In practice, it divides each of the N disks into N-1 Superchunks. The Lstor stores parity is just XOR result for all Superchunks stores on the disk (Because when 2 disks fail, each failed disk at most has one Superchunk need to recover by erasure coding). The RAIDP method can improve write performance by reducing 3 times write sync to 2, and incurs small performance overhead for data update thanks for the Superchunks layout.

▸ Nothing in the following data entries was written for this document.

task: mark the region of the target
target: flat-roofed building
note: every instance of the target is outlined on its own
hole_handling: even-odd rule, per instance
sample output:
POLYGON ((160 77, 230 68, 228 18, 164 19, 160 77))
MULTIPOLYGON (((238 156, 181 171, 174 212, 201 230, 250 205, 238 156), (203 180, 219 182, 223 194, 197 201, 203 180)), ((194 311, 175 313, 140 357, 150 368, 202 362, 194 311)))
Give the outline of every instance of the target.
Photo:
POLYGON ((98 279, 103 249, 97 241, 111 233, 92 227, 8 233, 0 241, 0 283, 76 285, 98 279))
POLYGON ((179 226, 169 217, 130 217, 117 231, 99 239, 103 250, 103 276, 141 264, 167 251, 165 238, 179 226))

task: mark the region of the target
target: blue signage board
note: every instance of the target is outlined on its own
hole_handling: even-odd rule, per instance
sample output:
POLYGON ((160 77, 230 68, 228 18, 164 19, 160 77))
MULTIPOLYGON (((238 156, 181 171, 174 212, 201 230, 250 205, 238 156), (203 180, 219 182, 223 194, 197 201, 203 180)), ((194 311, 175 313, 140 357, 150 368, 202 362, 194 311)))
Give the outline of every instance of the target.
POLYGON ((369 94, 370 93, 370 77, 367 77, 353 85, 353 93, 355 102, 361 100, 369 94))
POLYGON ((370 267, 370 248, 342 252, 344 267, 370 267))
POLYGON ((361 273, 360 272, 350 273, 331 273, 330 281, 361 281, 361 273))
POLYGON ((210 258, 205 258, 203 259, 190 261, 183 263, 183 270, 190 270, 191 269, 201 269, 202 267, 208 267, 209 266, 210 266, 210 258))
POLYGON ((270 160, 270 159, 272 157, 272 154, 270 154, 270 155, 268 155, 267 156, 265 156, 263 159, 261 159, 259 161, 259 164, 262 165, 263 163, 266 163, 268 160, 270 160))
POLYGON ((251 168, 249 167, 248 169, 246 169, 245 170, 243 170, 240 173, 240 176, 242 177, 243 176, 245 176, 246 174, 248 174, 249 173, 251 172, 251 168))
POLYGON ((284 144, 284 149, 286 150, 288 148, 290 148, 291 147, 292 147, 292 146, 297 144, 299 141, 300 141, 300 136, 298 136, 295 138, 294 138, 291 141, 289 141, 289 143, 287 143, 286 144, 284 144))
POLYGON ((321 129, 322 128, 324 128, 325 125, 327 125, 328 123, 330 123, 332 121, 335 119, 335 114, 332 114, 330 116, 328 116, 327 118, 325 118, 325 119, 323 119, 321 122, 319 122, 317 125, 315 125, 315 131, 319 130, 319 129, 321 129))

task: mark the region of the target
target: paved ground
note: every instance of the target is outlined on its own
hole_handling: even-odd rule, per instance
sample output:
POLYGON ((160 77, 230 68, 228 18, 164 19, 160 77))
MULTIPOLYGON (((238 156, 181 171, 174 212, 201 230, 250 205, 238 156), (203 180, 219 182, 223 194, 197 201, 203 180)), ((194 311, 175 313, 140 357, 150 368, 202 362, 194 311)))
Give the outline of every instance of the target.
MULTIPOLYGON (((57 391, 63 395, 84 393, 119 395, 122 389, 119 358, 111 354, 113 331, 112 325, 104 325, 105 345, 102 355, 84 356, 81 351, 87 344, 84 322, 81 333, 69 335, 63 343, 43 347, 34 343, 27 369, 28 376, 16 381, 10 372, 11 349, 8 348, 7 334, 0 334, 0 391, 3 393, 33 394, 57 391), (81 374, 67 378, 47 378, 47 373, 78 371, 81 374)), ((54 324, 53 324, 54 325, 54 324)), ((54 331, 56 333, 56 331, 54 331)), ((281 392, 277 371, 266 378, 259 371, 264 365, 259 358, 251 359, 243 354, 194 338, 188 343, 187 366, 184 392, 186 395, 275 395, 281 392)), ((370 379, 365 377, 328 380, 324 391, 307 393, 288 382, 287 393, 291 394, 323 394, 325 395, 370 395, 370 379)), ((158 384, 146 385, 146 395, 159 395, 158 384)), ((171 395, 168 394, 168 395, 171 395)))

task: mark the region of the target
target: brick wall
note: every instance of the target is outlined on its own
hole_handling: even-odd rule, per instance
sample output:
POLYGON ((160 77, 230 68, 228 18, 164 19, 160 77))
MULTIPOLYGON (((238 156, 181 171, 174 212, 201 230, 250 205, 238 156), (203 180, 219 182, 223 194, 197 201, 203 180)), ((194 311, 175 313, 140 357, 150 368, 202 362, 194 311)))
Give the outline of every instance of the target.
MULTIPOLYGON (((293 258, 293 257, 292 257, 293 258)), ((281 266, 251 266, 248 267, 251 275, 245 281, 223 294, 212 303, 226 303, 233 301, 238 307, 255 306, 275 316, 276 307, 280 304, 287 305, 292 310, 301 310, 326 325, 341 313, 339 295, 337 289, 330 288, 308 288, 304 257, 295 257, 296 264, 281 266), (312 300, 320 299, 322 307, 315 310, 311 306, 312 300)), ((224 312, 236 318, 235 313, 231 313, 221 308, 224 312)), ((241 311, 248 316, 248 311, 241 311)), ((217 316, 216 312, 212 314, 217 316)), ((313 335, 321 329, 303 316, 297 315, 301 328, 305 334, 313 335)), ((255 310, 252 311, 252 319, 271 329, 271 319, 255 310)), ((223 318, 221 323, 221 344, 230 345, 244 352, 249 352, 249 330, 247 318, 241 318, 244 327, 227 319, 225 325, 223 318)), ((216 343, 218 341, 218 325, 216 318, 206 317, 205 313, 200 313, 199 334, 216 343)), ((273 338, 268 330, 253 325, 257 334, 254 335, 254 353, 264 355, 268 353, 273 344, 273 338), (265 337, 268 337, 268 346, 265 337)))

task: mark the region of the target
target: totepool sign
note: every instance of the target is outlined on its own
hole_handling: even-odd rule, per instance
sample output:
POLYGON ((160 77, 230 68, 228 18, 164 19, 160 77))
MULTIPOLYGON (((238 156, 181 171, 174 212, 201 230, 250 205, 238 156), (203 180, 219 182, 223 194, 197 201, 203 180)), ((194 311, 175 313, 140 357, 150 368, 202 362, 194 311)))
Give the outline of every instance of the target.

This work implements the RAIDP based on HDFS (simulated Lstors by DRAM) and conducts experiments to evaluate the read, write, update performance and CPU, network usages compared with 3-replica HDFS, and 2-replica HDFS by Hadoop standard, terasort, and wordcount benchmarks (Intel HiBench). It shows that RAIDP writes performance higher than 3-replica HDFS and lower than 2-replica HDFS while keeping almost the same read performance as 3-replica HDFS. It also compares the Superchunks recovery with network-based RAID-6 and shows RAIDP achieves a 14x shorter recovery time cost because all parity computes localy.
- The paper is very well written, and the analysis of each design point is very full.
- Simple idea achieves obvious effects: significantly reduces network traffic, power consumption, storage space costs compare with 3-replica, and improves data recovery performance compare with erasure coding.
- Lack of some experimental analysis of network traffic and other resource utilization during Superchunk recovery.
- The basic requirements for dividing Superchunks and the impact of Superchunks size on performance limit the upper limit of available storage space for each disk. In evaluation, the 16-node cluster only gets ~800GB available storage space with 6GB Superchunks.
- Table 2 missed a "sec" unit for RAID-6 result.
- The RAIDP design describes various designs of Lstor, but the experiment is only based on RAM simulation. Although it meets the design goals of Lstor, it has a huge impact on performance.
- How does expanding the size of Superchunks affect I/O and recovery performance?